Marché : trompe-l’œil

June 2025 | PERSPECTIVES

Sous des airs d’accalmie, l’économie mondiale reste sur une ligne de crête. Si la croissance ralentit sans véritables heurts, que l’inflation se stabilise et que les banques centrales amorcent un assouplissement progressif, le fond du décor demeure fragile. Secouée par une série de chocs, pandémie, guerre, choc énergétique, inflation, la mécanique globale peine à retrouver un équilibre durable.

Plus que jamais, ce sont les dynamiques politiques et géopolitiques qui dictent le tempo des marchés.

Trajectoires régionales divergentes

Aux États-Unis, la croissance serait-elle sous perfusion technologique ? Les signaux macroéconomiques restent ambivalents : croissance en repli, marché de l’emploi qui fléchit, consommation en ralentissement. L’inflation demeure élevée, bien que sous contrôle, tandis que le déficit budgétaire atteint des sommets. La perte du triple A par Moody’s souligne les craintes que suscite cette évolution. Et pourtant, les marchés tiennent. Portés par la technologie et l’euphorie autour de l’IA, les indices progressent. Mais cette dynamique repose sur un équilibre instable : plus de 40 % de l’épargne des ménages est investie en actions. Une correction brutale pourrait avoir un impact politique sensible, notamment pour Donald Trump, dans la perspective de futures élections.

En Europe, la conjoncture parait fragile, mais le terrain fertile. La BCE a engagé un cycle de baisse des taux, soutenue par une désinflation marquée. La reprise reste poussive, mais des signes de stabilisation se confirment : recul des prix de l’énergie, maîtrise budgétaire relative, malgré des situations toujours préoccupantes, particulièrement en France, et résultats d’entreprises globalement résilients.

Les grands projets structurants, notamment dans l’énergie ou la défense, peinent encore à se concrétiser. Mais le changement de cap budgétaire en Allemagne et le plan européen de €800 milliards pourraient être des soutiens à moyen terme.

En Chine, le modèle est en transition. Croissance ralentie, indices PMI faibles, inflation quasi nulle : les moteurs traditionnels de l’économie tournent au ralenti. Le secteur immobilier reste en difficulté malgré des mesures de relance. Pékin se tourne vers des secteurs stratégiques (intelligence artificielle, relocalisation industrielle, technologies de rupture, etc.). Mais la transformation du modèle prendra du temps, et la confiance du secteur privé reste fragile.

Déconnexion partielle des marchés

Les marchés financiers se déconnectent partiellement de ces fondamentaux. Les flux passifs, les politiques budgétaires expansionnistes et la (sur)liquidité mondiale continuent de soutenir les valorisations.

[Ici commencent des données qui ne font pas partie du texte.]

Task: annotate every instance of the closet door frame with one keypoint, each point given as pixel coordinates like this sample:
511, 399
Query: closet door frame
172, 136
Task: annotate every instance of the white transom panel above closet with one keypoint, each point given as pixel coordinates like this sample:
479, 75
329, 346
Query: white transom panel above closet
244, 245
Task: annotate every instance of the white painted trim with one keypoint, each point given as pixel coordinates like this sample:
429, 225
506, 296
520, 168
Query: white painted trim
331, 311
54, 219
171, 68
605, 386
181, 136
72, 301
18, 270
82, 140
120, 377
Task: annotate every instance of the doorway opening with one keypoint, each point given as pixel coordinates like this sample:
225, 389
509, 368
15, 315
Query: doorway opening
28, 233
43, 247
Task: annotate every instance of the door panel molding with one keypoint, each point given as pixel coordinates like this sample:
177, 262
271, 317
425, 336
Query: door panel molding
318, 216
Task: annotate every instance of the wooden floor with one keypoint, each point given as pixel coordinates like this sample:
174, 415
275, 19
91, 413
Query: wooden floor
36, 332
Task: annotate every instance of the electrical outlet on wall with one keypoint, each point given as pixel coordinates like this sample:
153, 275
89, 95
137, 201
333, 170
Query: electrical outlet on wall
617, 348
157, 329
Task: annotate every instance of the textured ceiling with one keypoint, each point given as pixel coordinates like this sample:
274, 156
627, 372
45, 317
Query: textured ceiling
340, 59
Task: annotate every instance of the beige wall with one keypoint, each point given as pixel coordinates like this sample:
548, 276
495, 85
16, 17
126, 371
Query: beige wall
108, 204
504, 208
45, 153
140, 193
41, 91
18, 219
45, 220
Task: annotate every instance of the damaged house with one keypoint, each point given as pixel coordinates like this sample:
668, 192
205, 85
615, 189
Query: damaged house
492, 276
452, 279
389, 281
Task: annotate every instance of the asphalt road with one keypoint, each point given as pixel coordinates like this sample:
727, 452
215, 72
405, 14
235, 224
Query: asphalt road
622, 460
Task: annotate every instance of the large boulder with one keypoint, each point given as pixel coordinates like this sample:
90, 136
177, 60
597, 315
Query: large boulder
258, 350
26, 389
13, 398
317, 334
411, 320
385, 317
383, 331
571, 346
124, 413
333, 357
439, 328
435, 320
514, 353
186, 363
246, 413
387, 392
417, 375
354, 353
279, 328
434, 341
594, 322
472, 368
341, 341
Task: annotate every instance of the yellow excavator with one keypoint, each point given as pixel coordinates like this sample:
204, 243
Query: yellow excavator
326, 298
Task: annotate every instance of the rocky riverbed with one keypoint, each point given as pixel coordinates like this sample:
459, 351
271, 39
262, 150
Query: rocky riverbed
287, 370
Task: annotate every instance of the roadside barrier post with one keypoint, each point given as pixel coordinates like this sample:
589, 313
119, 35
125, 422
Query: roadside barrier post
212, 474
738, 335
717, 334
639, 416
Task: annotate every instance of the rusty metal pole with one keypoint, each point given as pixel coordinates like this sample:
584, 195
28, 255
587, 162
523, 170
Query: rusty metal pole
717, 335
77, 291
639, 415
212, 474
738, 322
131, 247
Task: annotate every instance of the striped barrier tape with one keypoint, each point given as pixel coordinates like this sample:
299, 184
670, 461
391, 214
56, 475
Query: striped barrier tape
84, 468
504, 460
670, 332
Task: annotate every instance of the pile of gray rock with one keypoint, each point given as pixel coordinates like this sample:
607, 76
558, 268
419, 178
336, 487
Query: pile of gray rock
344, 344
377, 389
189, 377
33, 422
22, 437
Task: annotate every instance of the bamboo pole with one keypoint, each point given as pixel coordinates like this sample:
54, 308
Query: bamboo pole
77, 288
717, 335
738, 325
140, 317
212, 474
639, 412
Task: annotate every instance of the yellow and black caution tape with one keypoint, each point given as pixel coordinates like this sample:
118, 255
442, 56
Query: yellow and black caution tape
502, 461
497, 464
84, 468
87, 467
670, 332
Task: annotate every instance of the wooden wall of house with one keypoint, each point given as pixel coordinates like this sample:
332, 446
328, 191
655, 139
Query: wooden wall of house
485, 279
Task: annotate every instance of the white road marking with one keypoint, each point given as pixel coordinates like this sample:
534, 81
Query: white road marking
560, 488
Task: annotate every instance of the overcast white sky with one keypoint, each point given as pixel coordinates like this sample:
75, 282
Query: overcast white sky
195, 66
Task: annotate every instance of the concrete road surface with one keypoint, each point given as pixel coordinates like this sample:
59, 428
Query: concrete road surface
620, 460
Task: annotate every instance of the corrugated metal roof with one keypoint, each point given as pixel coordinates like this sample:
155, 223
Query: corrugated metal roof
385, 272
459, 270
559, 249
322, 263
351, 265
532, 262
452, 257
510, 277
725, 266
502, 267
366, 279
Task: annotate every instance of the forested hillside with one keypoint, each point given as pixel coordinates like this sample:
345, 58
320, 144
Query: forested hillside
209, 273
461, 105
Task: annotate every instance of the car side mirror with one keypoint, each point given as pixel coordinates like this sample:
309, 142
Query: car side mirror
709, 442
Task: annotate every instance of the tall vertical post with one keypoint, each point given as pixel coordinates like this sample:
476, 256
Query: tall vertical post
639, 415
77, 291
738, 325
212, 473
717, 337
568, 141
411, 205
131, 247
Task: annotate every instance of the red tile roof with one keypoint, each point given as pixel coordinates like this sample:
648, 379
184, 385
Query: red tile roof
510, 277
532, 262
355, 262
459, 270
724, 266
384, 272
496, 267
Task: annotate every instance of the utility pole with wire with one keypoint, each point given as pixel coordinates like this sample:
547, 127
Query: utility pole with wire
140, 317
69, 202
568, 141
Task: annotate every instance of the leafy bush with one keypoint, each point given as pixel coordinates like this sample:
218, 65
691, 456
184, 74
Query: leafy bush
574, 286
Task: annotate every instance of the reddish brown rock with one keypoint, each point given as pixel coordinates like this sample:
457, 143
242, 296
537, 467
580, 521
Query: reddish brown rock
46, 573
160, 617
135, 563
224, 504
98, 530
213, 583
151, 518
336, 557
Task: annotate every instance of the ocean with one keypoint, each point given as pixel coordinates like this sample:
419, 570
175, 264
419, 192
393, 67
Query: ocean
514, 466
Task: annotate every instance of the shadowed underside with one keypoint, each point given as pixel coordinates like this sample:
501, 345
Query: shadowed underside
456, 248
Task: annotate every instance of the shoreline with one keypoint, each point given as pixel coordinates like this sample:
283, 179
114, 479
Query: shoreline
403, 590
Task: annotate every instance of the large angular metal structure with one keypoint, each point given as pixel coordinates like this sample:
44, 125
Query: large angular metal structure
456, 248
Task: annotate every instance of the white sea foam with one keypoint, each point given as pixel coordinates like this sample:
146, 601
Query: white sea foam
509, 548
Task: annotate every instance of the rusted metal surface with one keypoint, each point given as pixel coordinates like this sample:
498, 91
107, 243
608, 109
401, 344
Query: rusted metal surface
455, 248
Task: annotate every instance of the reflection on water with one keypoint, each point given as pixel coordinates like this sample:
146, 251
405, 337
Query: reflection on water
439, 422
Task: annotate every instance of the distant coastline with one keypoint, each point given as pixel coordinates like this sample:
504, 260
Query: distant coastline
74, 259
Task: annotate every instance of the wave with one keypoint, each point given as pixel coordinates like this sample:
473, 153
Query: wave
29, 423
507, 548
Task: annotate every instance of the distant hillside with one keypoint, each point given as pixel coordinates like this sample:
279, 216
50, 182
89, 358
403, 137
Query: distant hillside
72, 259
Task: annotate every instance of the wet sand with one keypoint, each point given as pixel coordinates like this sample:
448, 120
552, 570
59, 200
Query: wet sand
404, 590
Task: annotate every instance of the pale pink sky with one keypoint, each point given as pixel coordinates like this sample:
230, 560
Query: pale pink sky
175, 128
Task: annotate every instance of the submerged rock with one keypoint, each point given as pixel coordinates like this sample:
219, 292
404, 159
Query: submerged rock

Les actions se stabilisent autour de grandes thématiques, tech, infrastructures, défense, mais les marges de progression semblent étroites.

Sur le marché obligataire, la volatilité persiste sur les maturités longues. Elle reflète une reconfiguration des flux d’épargne mondiaux, dopée par les besoins massifs de financement liés aux transitions énergétique, technologique et démographique.

Conclusion et perspectives d’investissement

L’économie mondiale entre dans une phase d’ajustement stratégique profond. La transition climatique, les tensions géopolitiques, le vieillissement démographique et l’accélération technologique ne sont plus des tendances émergentes. Elles redéfinissent les équilibres économiques et financiers.

L’incertitude est devenue structurelle. Les repères traditionnels s’effritent. Pour les investisseurs, le défi est désormais d’adopter une approche souple, fondée sur des convictions de long terme et une lecture transversale des risques.

Quelques clés de réflexion pour l’investisseur de long terme :

  1. Diversification : au-delà des zones traditionnelles, intégrer les marchés émergents, les actifs privés et les actifs réels.
  2. Technologie & IA : incontournables, il convient cependant de surveiller les valorisations.
  3. Vieillissement de la population et transition énergétique : thématiques de fond, soutenues par les flux d’investissement et les États.
  4. Chine : cibler les secteurs stratégiques à potentiel, tout en gérant le risque politique.
  5. Obligataire : retour d’intérêt sur les dettes souveraines de qualité, à duration maîtrisée.

L’ensemble de cette réflexion doit, bien sûr, s’inscrire dans un cadre de durabilité que les coups de boutoirs américains ne devraient pas remettre en cause sur le long terme.